En algún momento de nuestras vidas, todos hemos tenido un deseo, una ilusión o una meta que nos hizo soñar y vibrar de emoción; fantaseando en las noches cómo sería nuestra vida si llegásemos a lograrlo. Igual que cuando éramos niños ¿Recuerdas aquella sensación, cuando nuestra mente era libre y creativa y una inocente imaginación sin límites nos impulsaba a creer que todo era posible? ¿Recuerdas la magia de aquellos años, donde nos dejábamos llevar por la emoción y jugábamos a interpretar el papel de lo que soñábamos en aquel momento? ¡Lo vivíamos como si fuese real!
Y nos convertíamos en pilotos, en cantantes, en artistas y en héroes… El límite no existía, porque en nuestra mente inocente, libre de miedos y barreras impuestas, todo era posible, todo era real y todo era alcanzable.

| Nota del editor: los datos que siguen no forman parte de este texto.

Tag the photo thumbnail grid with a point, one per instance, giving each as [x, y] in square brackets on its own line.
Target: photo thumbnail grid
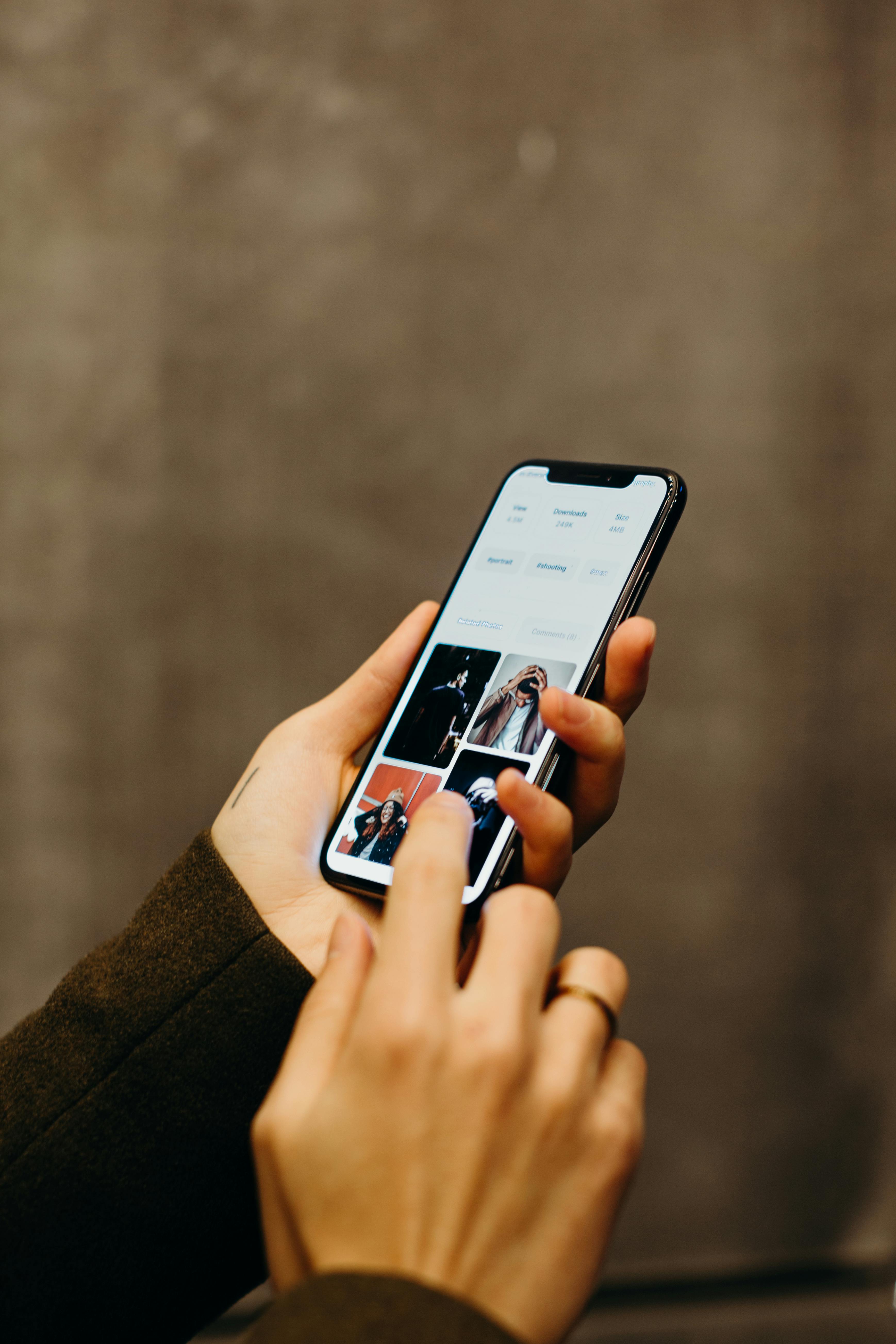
[448, 708]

Pero con el paso de los años, las circunstancias y las distintas etapas de nuestra vida se fueron imponiendo y mermando esa ilusión inocente. Nos hicieron cambiar forzosamente y aceptamos ese cambio sin darnos cuenta; volviéndonos duros y exigentes con nosotros mismos, cuestionando nuestras capacidades y, finalmente, nuestros sueños.